Honeyville man recounts rescue of toddler

Published: Thursday, Sept. 24 2009 12:00 a.m. MDT

Todd Kanno kneels at the site where he saved the life of a girl.

Laura Seitz, Deseret News

Todd Kanno was supposed to be somewhere else in the world on Tuesday night — serving a mission for The Church of Jesus Christ of Latter-day Saints.

Instead, health problems kept the 19-year-old Honeyville man home, putting him in the right place at the right time to rescue a 3-year-old girl who was critically injured in a car crash.

Kanno was headed home on northbound I-15 about 3 p.m. after picking up his final paycheck from Smith and Edwards. He was talking to his mom on his cell phone when he saw a tire on a southbound car come apart.

"I saw the puff of dust and I saw the tire — the tread off the tire — because the tire peeled," Kanno said Wednesday. "I told (my mom) I had to go."

As Kanno watched, the driver of the car went off the road in one direction, over-corrected, slammed on her brakes, and crashed off the right side of the road down a 6-foot embankment near Willard Bay.

"My dad was a highway patrolman and an EMT," Kanno said. "I was always taught that if you see something happen, you need to go and help and do what you can."

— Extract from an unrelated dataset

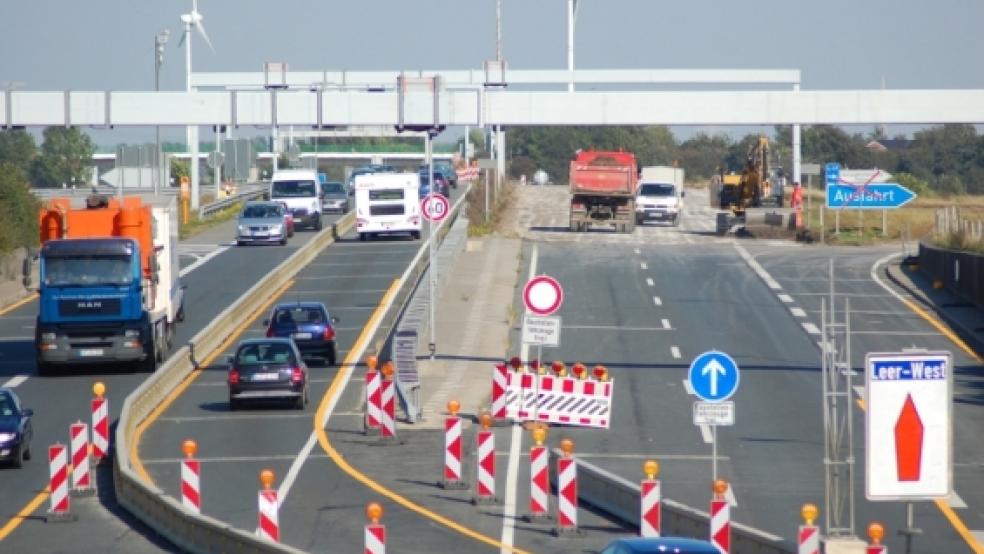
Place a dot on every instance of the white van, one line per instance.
(387, 203)
(300, 191)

Kanno took the next exit, crossed under I-15 and then got on the southbound on-ramp. He estimates it took him less than five minutes to reach the crash scene.

As he approached the overturned car, the driver, Shannon Cantwell, and her three young children had already freed themselves from the wreckage. A semi-truck driver was on the phone with emergency dispatchers, Kanno said, and a husband and wife who stopped at the scene were each holding one of Cantwell's children.

"She was hysterical; screaming for help," Kanno said of Cantwell.

The 26-year-old Brigham City woman told Kanno that her niece was in the vehicle, strapped into a car seat and submerged under the water running through the drainage ditch.

Kanno waded in.

"The mud came up almost to my knees and I'm 6 feet tall," he said. "The water was a little below my waist."

He tried to open one of the car's doors. It wouldn't budge. He slogged around to the other side of the vehicle, but that door was also wedged shut. So Kanno returned to the first door he'd tried.

"Somehow I got my hand in and opened the door enough that I could get a little leverage," he said, still unsure of how he managed the feat.

Kanno climbed into the car and saw the bottom of the car seat and a cast on the leg of 3-year-old Amara Young.